Herald-Dispatch photo by Sholten Singer President Jerry Gilbert speaks as student organizations at Marshall University unite for a candlelight vigil regarding social injustices on Wednesday, Oct. 5, 2016, at the Memorial Student Center Plaza in Huntington.
Herald-Dispatch photo by Sholten Singer
President Jerry Gilbert speaks as student organizations at Marshall University unite for a candlelight vigil regarding social injustices on Wednesday, Oct. 5, 2016, at the Memorial Student Center Plaza in Huntington.

HUNTINGTON, W.Va. — As America yells at itself about whose lives matter, Marshall University freshman Derek Rankin offered a simple solution for how to bring all sides to the table.

“There shouldn’t be sides,” said Rankin, an African-American student from Huntington and president of Alpha Phi Alpha’s Nu Nu chapter. “The phrase ‘black lives matter’ often gets switched around to say only black lives matter, and that’s not the case. It’s just that right now, black lives don’t tend to matter as much as other lives do.”

Rankin and around 30 students and faculty gathered on the Memorial Student Center Plaza Wednesday for a candlelight vigil in remembrance of those recently killed during police encounters across the country, regardless of race, color, ethnicity or religion.

 “It doesn’t have to be violent to protest, and it doesn’t have to be violent to stand in solidarity with somebody,” Rankin said. “You can do it peacefully, lovingly, and we can pass peace around just by lighting a candle.”

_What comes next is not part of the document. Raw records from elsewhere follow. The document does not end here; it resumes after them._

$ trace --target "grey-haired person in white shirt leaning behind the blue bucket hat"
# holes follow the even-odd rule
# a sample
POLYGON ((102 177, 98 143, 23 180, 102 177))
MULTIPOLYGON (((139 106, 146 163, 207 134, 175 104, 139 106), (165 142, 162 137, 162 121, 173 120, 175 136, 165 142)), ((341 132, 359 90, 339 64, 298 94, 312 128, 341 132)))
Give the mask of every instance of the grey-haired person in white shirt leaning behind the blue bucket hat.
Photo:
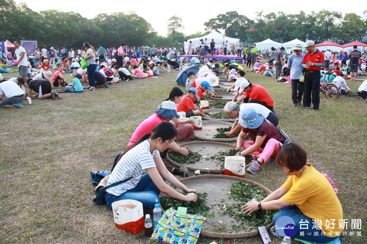
POLYGON ((232 137, 234 134, 236 134, 237 132, 239 132, 241 130, 241 127, 238 123, 239 120, 241 119, 239 117, 239 113, 242 110, 245 110, 247 108, 251 108, 253 110, 255 110, 256 112, 264 115, 264 117, 273 123, 273 125, 278 126, 278 122, 279 119, 276 116, 276 114, 272 111, 270 111, 268 108, 262 106, 261 104, 257 104, 257 103, 242 103, 241 105, 236 104, 233 101, 228 102, 225 106, 224 106, 224 112, 226 115, 229 115, 230 117, 236 118, 235 123, 233 123, 232 129, 228 132, 226 132, 226 135, 228 137, 232 137))

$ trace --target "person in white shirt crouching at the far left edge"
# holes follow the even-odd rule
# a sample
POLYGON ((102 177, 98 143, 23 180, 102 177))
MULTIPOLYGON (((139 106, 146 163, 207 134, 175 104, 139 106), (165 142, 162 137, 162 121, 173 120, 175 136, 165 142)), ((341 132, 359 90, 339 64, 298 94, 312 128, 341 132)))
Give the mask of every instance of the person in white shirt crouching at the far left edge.
POLYGON ((24 106, 19 103, 24 99, 25 99, 24 91, 17 84, 7 80, 0 81, 1 108, 22 108, 24 106), (4 97, 4 95, 6 97, 4 97))

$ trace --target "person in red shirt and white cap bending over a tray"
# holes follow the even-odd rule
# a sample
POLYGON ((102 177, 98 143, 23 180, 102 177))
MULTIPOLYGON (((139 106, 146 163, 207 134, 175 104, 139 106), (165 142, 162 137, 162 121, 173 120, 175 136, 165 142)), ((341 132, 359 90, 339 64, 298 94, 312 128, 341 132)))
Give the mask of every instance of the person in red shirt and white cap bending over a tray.
POLYGON ((236 101, 240 103, 258 103, 274 112, 274 101, 269 92, 260 85, 251 84, 251 82, 241 82, 238 93, 242 93, 242 96, 236 101), (246 83, 247 82, 247 83, 246 83))

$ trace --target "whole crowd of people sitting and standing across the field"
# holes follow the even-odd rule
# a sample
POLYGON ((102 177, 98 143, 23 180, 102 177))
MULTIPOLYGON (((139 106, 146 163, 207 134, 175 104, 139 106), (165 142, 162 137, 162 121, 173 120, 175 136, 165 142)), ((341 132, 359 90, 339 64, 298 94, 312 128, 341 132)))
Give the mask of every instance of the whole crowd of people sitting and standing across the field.
MULTIPOLYGON (((139 49, 134 52, 122 42, 115 53, 110 53, 112 48, 104 49, 100 45, 99 49, 96 50, 88 42, 84 42, 80 50, 69 51, 71 55, 75 55, 74 57, 69 58, 69 52, 62 49, 60 51, 62 57, 60 58, 54 48, 45 52, 49 53, 50 56, 46 54, 39 60, 35 56, 36 64, 41 62, 41 65, 40 72, 32 79, 28 76, 30 67, 27 58, 29 57, 25 55, 25 50, 20 46, 19 40, 14 41, 14 45, 17 47, 15 64, 18 66, 19 77, 0 82, 0 106, 5 108, 22 107, 19 103, 26 98, 25 86, 27 85, 28 97, 31 97, 31 93, 34 91, 36 95, 32 97, 61 99, 57 92, 52 91, 51 85, 54 87, 65 86, 69 92, 79 93, 84 90, 82 83, 88 83, 85 88, 87 90, 95 90, 103 86, 108 88, 109 83, 112 84, 112 82, 154 77, 163 72, 180 70, 187 64, 185 58, 175 60, 177 51, 173 49, 166 54, 167 56, 164 55, 164 51, 160 52, 155 46, 149 49, 149 53, 148 51, 146 53, 137 52, 139 49), (72 54, 73 52, 74 54, 72 54), (57 71, 51 72, 48 61, 50 61, 51 67, 55 67, 57 71), (83 68, 83 66, 85 67, 83 68), (63 77, 64 72, 69 71, 72 72, 73 77, 71 84, 65 82, 63 77)), ((280 77, 281 73, 287 72, 284 69, 287 68, 292 84, 292 107, 301 106, 302 95, 304 95, 304 109, 309 110, 312 102, 313 110, 319 110, 320 99, 317 96, 320 93, 320 70, 330 69, 330 66, 326 67, 325 63, 328 59, 334 60, 335 57, 331 58, 328 54, 317 50, 315 42, 307 41, 303 47, 295 44, 289 57, 284 57, 284 48, 280 48, 274 53, 275 60, 261 65, 260 62, 256 61, 257 50, 251 51, 254 48, 246 50, 246 53, 250 51, 251 62, 252 58, 255 58, 253 71, 264 76, 280 77), (307 53, 303 53, 302 48, 305 48, 307 53), (274 70, 274 66, 276 70, 274 70), (304 82, 301 81, 302 77, 304 77, 304 82)), ((342 59, 345 57, 344 54, 341 56, 342 59)), ((248 55, 246 55, 247 57, 248 55)), ((341 71, 334 78, 339 88, 342 86, 345 88, 342 89, 344 90, 342 94, 350 92, 345 78, 350 74, 351 79, 355 79, 356 69, 361 68, 360 58, 361 53, 356 51, 356 47, 353 48, 347 57, 347 61, 349 60, 348 69, 341 71)), ((337 59, 339 60, 339 57, 337 59)), ((191 64, 200 63, 199 56, 191 60, 191 64)), ((341 64, 348 65, 344 60, 341 64)), ((242 151, 236 155, 254 157, 254 160, 246 166, 246 170, 251 174, 258 173, 270 157, 273 157, 276 158, 276 164, 289 176, 279 189, 265 199, 245 204, 243 214, 250 214, 259 209, 277 209, 280 211, 274 215, 273 222, 282 216, 293 219, 308 219, 310 222, 316 218, 323 220, 343 219, 341 204, 327 178, 308 163, 305 150, 296 143, 290 143, 279 129, 279 119, 275 114, 275 105, 270 93, 264 87, 252 84, 244 78, 246 72, 240 64, 230 60, 218 63, 215 58, 210 59, 197 74, 192 71, 188 72, 185 84, 187 92, 184 93, 178 87, 172 88, 168 98, 136 128, 127 144, 127 149, 121 155, 107 182, 108 186, 127 180, 106 191, 105 199, 108 207, 112 208, 112 203, 117 200, 134 199, 142 202, 143 207, 153 208, 155 203, 159 203, 159 192, 176 199, 196 202, 196 190, 189 189, 174 177, 174 175, 189 176, 188 169, 184 166, 179 168, 171 166, 165 162, 164 156, 168 150, 186 156, 190 154, 187 148, 180 147, 175 141, 195 138, 193 127, 195 120, 190 117, 195 115, 210 117, 204 114, 198 105, 201 100, 207 99, 208 94, 219 96, 214 91, 214 87, 219 84, 220 68, 223 68, 226 79, 233 82, 227 91, 235 93, 235 96, 232 101, 225 105, 224 112, 236 118, 232 129, 226 133, 227 136, 232 137, 235 133, 240 132, 237 137, 236 149, 242 151), (184 112, 186 118, 181 118, 178 112, 184 112), (247 136, 251 140, 245 140, 247 136), (188 192, 188 194, 184 195, 176 191, 165 184, 165 181, 188 192), (309 187, 310 185, 312 188, 309 187)), ((358 95, 367 98, 367 80, 358 89, 358 95)), ((296 224, 299 228, 299 223, 296 224)), ((325 224, 325 221, 320 223, 320 226, 317 236, 304 237, 300 233, 296 236, 308 241, 328 242, 338 239, 339 234, 344 229, 340 226, 331 229, 325 224), (328 233, 328 235, 321 233, 328 233)))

Marshall President Jerome Gilbert was on hand with a few words of support, reaffirming the university’s commitment to inclusion and dialog and voicing his support for the beliefs behind “black lives matter.” The vigil falls in the middle of Marshall’s “Community Policing Week,” during which the university sponsors open dialog and seminars between the student body and local law enforcement.

“(Marshall) is doing a fine job making sure that tensions and relations between police officers and students on campus go fairly well,” Rankin commented, adding the university has its flaws like any other. “We can’t really fix those (flaws). All we can do is try to bring awareness to them.”

 In a time of high racial tension, Rankin said it’s especially important for solidarity to build within the youth and on the college campus.

“We are the future, so change starts with us,” Rankin said. “It’s too late to try to change people older than us. There needs to be a central focus on our generation, because it’s going to be our world soon.”

Community Policing Week continues Thursday with the “Ask the Chiefs” luncheon at noon in the Memorial Student Center’s Room BE5. The town-hall style meeting is open to the public, and will open for questions with local police chiefs, state troopers, sheriff’s deputies and Huntington mayor Steve Williams and law enforcement about social justice issues in the community.